OLV motor can provide 200% of rated torque at 0.3 Hz. For many applications, larger starting torque at slower speeds is necessary.
We may configure four-quadrant torque restrictions using this way.
To prevent damage to machinery, products, or equipment, torque restrictions are typically employed to limit motor torque.
The OLV control system provides a higher speed response of 10 Hz with the benefits of torque limitations, which can enable a more dynamic reaction to impact loads.
A rock crusher would be an illustration of an application that could generate impact loads.
Depending on the kind and number of rocks going through the crusher, the load is continually changing.
Vector Closed Loop
This is the most effective control strategy. Similar to the OLV approach, the Closed Loop Vector (CLV) motor control method determines output voltage using a vector algorithm.
The main modification is the interface of an encoder.

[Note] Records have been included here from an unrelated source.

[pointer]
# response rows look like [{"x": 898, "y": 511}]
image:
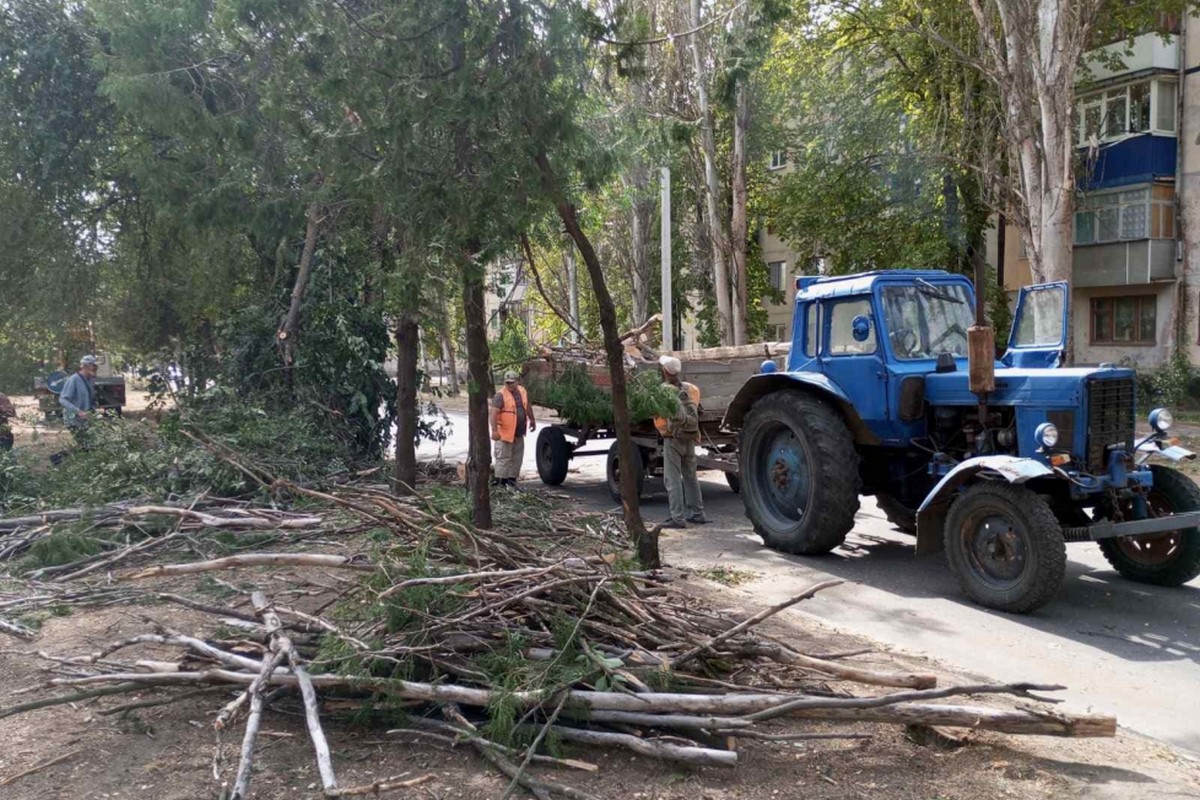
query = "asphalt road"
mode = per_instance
[{"x": 1120, "y": 647}]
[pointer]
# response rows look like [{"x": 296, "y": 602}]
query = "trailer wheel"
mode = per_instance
[
  {"x": 552, "y": 455},
  {"x": 799, "y": 474},
  {"x": 613, "y": 470},
  {"x": 1006, "y": 547},
  {"x": 1168, "y": 559},
  {"x": 898, "y": 513}
]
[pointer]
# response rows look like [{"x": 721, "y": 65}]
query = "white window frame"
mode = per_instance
[
  {"x": 1099, "y": 100},
  {"x": 783, "y": 274},
  {"x": 1095, "y": 202}
]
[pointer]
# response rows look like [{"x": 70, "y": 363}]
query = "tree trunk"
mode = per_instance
[
  {"x": 448, "y": 346},
  {"x": 479, "y": 458},
  {"x": 712, "y": 190},
  {"x": 738, "y": 221},
  {"x": 286, "y": 335},
  {"x": 647, "y": 541},
  {"x": 407, "y": 344}
]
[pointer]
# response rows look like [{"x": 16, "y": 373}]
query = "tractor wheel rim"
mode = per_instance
[
  {"x": 1153, "y": 549},
  {"x": 997, "y": 552},
  {"x": 787, "y": 474}
]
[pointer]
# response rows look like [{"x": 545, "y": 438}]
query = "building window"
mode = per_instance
[
  {"x": 775, "y": 274},
  {"x": 1125, "y": 320},
  {"x": 1116, "y": 113},
  {"x": 1113, "y": 216}
]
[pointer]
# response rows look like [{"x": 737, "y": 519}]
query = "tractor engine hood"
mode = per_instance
[{"x": 1038, "y": 388}]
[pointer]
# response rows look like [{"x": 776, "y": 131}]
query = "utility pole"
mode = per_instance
[
  {"x": 573, "y": 289},
  {"x": 667, "y": 323}
]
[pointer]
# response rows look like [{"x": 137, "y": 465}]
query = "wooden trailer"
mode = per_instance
[{"x": 718, "y": 372}]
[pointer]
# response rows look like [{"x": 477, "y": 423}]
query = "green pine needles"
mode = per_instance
[{"x": 579, "y": 400}]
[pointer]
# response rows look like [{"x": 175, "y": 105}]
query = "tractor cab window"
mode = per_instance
[
  {"x": 813, "y": 330},
  {"x": 844, "y": 318},
  {"x": 925, "y": 319}
]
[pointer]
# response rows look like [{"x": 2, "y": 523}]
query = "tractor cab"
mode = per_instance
[{"x": 893, "y": 389}]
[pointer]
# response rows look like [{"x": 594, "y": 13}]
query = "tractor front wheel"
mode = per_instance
[
  {"x": 1006, "y": 547},
  {"x": 1167, "y": 559},
  {"x": 799, "y": 474}
]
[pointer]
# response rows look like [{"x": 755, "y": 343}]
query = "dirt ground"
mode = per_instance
[{"x": 168, "y": 752}]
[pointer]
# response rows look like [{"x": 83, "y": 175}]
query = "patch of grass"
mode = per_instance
[
  {"x": 60, "y": 547},
  {"x": 727, "y": 576}
]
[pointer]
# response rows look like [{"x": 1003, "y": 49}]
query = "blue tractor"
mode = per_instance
[{"x": 892, "y": 389}]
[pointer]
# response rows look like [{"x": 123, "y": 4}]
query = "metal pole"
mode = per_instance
[
  {"x": 573, "y": 292},
  {"x": 667, "y": 323}
]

With vector control and encoder feedback, a motor can start with a 200% starting torque at zero revolutions per minute.
This feature works best in applications that need elevators, cranes, and hoists.
The maximum speed responsiveness, over 50 Hz, as well as the largest speed control ranges, 1:1500, are both possible with encoder feedback.
The CLV technique can operate the motor in torque control mode in addition to these high performance operating requirements.
The VFD may directly adjust motor torque instead of motor speed while operating in torque control mode.
Any application where torque takes precedence over speed calls for this.
Torque control is frequently used in web applications, winders, reminders, and capping.